For the long-range stuff, like whether to move all manufacturing facilities out of this country, the decision makers call a Faith Popcorn. The '90s will be a time of (choose one): neo-rebellion, retro-cuisine or a boom in home billiard tables. Better move the factories offshore.
Because we all seem to share this deeply felt need to consult some incredibly unqualified oracle, and because new decades don't begin every year or two, I'm offering my reading of the next--oh, what's bigger than mega?-- giga -trend: The human race will painstakingly reconstruct the limits we've spent the last couple of centuries systematically destroying.
Samuel Gompers, a labor leader at the dawn of the AF of L, was once asked what his movement wanted. He spoke for all mankind when he described his goal in one word: more . From the 3-year-old who overdoses on ice cream to the developer who thinks a certain stretch of Wilshire in Westwood cries out for one more pied-a-terre for nervous rich foreigners, we have pushed against the limits. And as long as there were limits, it was a noble struggle.
But since we've removed all natural restraints against the human urges to eat, build, consume and burn, it's been about as noble a struggle as a 15-rounder between Mike Tyson and Spud Webb. Once mountains enclosed us in cohesive little groupings: We tunneled through them or ground them down to kibble. Once ferocious beasts competed with us for food and land: A little gunpowder did the trick. Once nighttime held us fast in our shelters: Now electrons do our bidding, and all that keeps us home is bad movies and lack of a sitter.
Nature, having run out of limits for us to grapple with, now brandishes the big guns: the various possibilities of extinction that brighten the front pages between scandals. So we've been seeing feeble attempts to reconstruct the intricate web of restrictions that we've torn apart: No longer limited by the difficulty of obtaining food, we don Lycra garments and cavort to 120 beats per minute to avoid becoming walking zeppelins.

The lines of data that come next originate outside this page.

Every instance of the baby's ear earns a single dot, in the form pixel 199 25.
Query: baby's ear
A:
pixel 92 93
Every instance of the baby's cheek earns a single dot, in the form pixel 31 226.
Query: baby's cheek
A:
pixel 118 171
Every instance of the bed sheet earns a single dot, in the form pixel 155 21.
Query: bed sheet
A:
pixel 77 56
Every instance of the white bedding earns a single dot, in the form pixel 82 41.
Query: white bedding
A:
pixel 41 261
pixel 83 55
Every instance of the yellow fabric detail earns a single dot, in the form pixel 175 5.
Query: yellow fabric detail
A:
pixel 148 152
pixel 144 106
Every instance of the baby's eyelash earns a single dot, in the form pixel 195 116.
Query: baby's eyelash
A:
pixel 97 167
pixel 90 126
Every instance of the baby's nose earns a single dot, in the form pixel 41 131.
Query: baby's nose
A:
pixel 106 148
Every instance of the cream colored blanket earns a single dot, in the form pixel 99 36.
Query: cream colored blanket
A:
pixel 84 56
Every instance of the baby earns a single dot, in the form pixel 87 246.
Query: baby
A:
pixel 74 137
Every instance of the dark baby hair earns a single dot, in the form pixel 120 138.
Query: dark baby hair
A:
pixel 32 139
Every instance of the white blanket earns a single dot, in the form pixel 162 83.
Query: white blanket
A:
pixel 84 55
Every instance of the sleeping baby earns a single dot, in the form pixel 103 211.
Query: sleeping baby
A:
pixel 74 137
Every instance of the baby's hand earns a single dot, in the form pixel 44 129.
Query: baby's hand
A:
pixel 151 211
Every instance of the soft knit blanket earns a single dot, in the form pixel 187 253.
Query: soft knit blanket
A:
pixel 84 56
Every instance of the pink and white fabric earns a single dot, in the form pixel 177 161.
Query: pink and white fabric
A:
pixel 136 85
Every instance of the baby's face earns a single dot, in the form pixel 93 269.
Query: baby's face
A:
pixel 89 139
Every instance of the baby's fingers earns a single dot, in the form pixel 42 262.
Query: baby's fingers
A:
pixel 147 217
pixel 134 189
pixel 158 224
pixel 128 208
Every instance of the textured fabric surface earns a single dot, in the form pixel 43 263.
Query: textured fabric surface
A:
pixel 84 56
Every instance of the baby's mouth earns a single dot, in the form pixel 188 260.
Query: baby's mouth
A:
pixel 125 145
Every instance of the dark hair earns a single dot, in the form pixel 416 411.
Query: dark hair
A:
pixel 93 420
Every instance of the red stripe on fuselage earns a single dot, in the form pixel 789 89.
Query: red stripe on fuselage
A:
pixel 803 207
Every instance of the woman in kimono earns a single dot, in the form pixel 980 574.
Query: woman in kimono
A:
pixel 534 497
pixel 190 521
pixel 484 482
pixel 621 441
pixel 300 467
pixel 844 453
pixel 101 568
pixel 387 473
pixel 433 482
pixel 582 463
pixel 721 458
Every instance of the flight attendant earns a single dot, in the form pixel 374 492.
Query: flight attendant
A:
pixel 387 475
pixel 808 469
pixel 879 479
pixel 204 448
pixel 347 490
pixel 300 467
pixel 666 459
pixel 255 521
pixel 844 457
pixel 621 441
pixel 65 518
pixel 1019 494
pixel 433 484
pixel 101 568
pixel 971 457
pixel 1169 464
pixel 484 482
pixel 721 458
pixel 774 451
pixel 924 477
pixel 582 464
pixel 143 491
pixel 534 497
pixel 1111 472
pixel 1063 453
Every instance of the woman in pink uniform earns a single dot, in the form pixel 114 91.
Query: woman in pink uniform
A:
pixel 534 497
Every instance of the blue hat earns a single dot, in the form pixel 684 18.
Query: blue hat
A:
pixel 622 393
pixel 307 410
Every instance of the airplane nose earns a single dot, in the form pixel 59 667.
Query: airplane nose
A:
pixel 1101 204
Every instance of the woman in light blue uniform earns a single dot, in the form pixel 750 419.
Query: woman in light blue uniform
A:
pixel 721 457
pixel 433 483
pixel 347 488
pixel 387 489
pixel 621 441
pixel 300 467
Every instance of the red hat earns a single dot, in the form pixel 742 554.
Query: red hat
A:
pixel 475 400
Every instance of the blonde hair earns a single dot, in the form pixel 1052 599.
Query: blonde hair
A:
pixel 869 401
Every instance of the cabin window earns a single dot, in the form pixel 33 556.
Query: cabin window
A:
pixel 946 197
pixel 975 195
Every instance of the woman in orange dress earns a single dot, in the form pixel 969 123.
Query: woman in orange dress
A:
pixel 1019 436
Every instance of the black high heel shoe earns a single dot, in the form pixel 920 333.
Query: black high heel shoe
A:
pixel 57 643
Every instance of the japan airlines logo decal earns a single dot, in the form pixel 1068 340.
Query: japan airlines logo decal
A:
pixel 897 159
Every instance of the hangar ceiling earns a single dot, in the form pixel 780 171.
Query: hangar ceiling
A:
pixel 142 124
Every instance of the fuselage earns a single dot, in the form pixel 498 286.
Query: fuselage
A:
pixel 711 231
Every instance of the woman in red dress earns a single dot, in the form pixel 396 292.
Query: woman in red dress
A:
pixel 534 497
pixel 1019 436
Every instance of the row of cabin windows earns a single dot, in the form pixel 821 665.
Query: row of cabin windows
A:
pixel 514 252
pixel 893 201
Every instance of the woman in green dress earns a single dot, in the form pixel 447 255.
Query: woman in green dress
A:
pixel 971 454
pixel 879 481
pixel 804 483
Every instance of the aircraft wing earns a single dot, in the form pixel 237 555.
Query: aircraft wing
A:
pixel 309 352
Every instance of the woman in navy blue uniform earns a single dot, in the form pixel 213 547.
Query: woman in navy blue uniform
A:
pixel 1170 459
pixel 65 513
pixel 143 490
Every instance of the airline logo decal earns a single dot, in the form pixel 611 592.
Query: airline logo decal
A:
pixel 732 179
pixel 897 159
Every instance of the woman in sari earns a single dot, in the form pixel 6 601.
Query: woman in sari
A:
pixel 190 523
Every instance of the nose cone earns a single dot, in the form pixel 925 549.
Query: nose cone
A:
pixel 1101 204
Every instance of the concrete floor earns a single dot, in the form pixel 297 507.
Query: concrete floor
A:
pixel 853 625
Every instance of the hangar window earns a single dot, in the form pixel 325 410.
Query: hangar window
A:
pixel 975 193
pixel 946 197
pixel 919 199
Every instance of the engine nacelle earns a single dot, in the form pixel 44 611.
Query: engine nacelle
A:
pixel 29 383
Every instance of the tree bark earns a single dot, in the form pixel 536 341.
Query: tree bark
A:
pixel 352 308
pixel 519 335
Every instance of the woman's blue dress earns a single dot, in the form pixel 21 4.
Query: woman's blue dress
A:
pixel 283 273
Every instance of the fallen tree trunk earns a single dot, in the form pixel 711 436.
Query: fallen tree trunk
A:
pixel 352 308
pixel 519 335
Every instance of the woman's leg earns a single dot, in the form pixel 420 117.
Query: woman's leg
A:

No longer threatened by a serious rival for any environmental niche we covet, we pass laws suggesting that maybe we shouldn't carve up, fill up or blow up every inch of our planet.
When first broached by the oddly hedonistic ascetics around Jerry Brown in the '70s, the idea of limits was something grim, parched, somehow a punishment for our success as a species: We won the game, and we get "small is beautiful"? It was a vision only an ex-monk could love. This time around, though, reinstalling the fences around human yearning will be packaged as an exciting challenge. It'll be hip. It'll be fun. It'll be profitable.
I have no idea what form this trend will assume--hey, I'm only blue-skying here. But the discovery that societal muscles, like physical muscles, need an opposing force to struggle against will be powerful stuff. If I were running a seminar in a hotel ballroom, I'd call it something like "Social Isometrics."
One other thing I should tell you: You'll take a long journey during the '90s, and you'll meet an attractive stranger.